The European Union has authorized 53 crypto-related firms to operate under its landmark Markets in Crypto-Assets (MiCA) regulation, six months after the framework came into full effect.
The approvals mark a major milestone in the bloc’s effort to establish a single, harmonized rulebook for digital assets across its 30-country economic area.
According to a July 7 update from Patrick Hansen, Director of EU Strategy & Policy at stablecoin issuer Circle, the latest data includes 14 licensed issuers of electronic money tokens (EMTs) and 39 crypto-asset service providers (CASPs).
These companies can now legally offer services across the EU through regulatory “passporting,” eliminating the need to obtain licenses in each member state.
The 14 stablecoin issuers are based in seven EU countries: France, Germany, Malta, the Netherlands, Czech Republic, Finland, and Lithuania.
Collectively, they are authorized to issue 20 fiat-backed tokens, including 12 pegged to the euro, seven to the U.S. dollar, and one to the Czech koruna.
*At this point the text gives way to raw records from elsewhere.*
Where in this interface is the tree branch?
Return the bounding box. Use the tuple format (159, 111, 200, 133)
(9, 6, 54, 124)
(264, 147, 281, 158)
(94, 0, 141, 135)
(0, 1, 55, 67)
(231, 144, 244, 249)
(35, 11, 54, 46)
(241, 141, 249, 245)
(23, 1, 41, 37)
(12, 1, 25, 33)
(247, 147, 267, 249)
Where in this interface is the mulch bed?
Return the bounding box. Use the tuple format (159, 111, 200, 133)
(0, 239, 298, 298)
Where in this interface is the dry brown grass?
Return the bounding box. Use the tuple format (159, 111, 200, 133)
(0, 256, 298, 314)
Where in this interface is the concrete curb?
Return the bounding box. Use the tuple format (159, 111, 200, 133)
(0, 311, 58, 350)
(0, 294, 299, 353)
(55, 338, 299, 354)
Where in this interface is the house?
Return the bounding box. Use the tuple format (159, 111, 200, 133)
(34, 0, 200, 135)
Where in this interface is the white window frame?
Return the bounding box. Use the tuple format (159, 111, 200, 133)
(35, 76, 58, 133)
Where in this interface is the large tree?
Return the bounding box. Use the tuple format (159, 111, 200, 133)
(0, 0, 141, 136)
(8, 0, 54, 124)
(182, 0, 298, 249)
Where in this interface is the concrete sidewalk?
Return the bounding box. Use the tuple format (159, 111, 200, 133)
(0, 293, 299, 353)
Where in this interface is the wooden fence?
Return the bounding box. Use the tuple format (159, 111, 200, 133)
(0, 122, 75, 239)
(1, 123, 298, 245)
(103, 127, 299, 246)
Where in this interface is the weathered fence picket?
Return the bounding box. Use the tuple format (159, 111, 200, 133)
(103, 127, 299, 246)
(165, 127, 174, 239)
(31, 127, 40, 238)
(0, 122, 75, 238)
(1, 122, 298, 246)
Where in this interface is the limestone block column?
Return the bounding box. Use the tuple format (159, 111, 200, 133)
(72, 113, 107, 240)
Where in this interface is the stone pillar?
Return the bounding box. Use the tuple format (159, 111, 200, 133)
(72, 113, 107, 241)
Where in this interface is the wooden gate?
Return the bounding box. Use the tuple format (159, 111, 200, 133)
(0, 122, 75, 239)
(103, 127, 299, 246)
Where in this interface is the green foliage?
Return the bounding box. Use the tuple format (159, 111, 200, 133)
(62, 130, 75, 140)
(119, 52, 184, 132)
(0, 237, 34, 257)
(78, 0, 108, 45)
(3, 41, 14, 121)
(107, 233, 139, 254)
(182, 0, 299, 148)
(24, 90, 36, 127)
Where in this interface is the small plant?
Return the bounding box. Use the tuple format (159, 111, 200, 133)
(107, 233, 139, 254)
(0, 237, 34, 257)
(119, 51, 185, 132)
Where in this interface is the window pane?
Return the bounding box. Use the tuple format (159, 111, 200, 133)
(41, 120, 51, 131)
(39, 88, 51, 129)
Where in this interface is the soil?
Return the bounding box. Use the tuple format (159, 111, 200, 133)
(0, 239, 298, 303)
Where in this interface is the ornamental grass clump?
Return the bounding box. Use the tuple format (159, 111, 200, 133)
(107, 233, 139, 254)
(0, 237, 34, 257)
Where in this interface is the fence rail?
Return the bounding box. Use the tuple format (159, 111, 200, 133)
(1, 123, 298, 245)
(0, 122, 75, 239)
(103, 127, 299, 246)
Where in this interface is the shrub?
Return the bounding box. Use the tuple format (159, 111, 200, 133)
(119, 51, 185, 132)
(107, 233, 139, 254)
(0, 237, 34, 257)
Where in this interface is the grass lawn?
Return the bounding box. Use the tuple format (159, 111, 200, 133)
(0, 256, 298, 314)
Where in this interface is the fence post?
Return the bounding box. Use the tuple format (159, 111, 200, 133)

Malta and the Netherlands are among the most active jurisdictions, with three EMT issuers each.
The list of 39 licensed CASPs spans nine countries, led by Germany with 12 and the Netherlands with 11.
The approved firms represent a cross-section of the industry, including traditional financial institutions such as BBVA, Clearstream and CACEIS; fintech players like N26, eToro, and Robinhood; and crypto-native firms such as Coinbase, Kraken, Bitpanda, OKX, and Bitstamp.
MiCA officially came into force on December 30, 2024, establishing the world’s first comprehensive legal framework for crypto-assets.
The law covers licensing requirements, consumer protection, and disclosures for both service providers and token issuers. It also includes specific provisions for stablecoins and asset-referenced tokens (ARTs).
To date, however, no ART issuers have been authorized, signaling what Hansen described as a “clear lack of market demand” for these instruments.
Additionally, around 30 whitepapers have been filed under MiCA’s Title II framework for major crypto-assets such as Bitcoin and Ethereum, reflecting growing interest in regulatory-compliant token listings.
Regulatory enforcement is ramping up as well. More than 35 firms have been flagged as non-compliant CASPs, with Italy’s CONSOB leading the scrutiny.
Transition periods for MiCA compliance have now expired in several EU member states, including the Netherlands, Poland, Hungary, Latvia, Slovenia, and Finland. The Dutch Authority for the Financial Markets (AFM) has emerged as one of the most proactive regulators in issuing licenses.
As more companies seek MiCA authorization to access the broader EU market, regulators are preparing for an influx of applications in the coming months.
The next official update is expected in September, marking the regulation’s nine-month milestone.